The following article about You're the Cure advocate Ryley Williams and two other youths who survived strokes on the same day was published by AHA CEO Nancy Brown in the Huffington Post on July 6th, 2016. A link is provided at the end of the story.

In the community of Dartmouth in the Canadian province Nova Scotia, Nik Latter’s family is throwing what his mom promises will be “a big ol’ party.” Fist bumps and hugs will celebrate the fact he’s made it an entire year since his devastating July 8th.

One by one, over each of the last three July 8s, Ryley, Amber and Nik suffered a stroke. Yet the oddity of their shared date is only part of what led their moms to create a de facto support group.

What really brought them together is that Ryley, Amber and Nik were — and still are — teenagers.

Ryley was 15 and devoted to becoming the starting nose guard on his varsity football team. Amber was 13 and loved playing softball and hanging out with the two girls who’d been her best friends since kindergarten. Nik was a few days shy of 18 and had left school to work at a restaurant; he’d bought a car and aimed to become a voluntary firefighter following that upcoming birthday.

Now, well, their dreams are different.

As we approach July 8, the families allowed me to share their stories to send an important message: Stroke can attack anyone at any time.


Ryley Williams went into the summer following his freshman year at Bentonville (Arkansas) High with one goal. He wanted to draw the attention of the varsity football coaches.

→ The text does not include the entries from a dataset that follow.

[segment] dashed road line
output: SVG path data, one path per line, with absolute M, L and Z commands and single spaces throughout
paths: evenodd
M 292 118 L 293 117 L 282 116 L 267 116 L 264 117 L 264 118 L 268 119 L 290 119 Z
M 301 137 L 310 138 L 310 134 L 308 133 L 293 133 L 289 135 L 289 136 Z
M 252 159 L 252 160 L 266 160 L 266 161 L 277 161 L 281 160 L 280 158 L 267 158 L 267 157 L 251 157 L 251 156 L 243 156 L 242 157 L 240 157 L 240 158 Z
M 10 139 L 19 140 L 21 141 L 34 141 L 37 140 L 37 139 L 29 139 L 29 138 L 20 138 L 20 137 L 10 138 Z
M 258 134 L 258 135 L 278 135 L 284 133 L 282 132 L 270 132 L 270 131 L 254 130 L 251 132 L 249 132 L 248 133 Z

So he ran and lifted weights. He ate six meals a day, devouring only foods that would expand his 6-foot, 242-pound frame the right way.

“Honey, you’re never late, you make good grades, you don’t cause any problems — trust me, the coaches notice you,” his mom, Terri Rose, told him. “They just won’t tell you they notice you.”

The morning of Monday, July 8, 2013, Ryley went to an indoor field for football practice. He was stretching when he grabbed his leg and collapsed. Everyone thought he’d pulled a muscle and overreacted. Then they realized there was more to it.

At the hospital, a brain scan showed a bigger problem than the facility could handle. He was flown by helicopter to Arkansas Children’s Hospital in Little Rock. It wasn’t easy fitting someone his size into the chopper.

When they landed, seizures began. Off he went for an MRI. Looking at the results, the doctor pointed to five spots.

“This is a stroke, this is a stroke, this is a stroke, this is a stroke and this is a stroke,” the doctor said. “We need to find out why he has so many blood clots in his brain.”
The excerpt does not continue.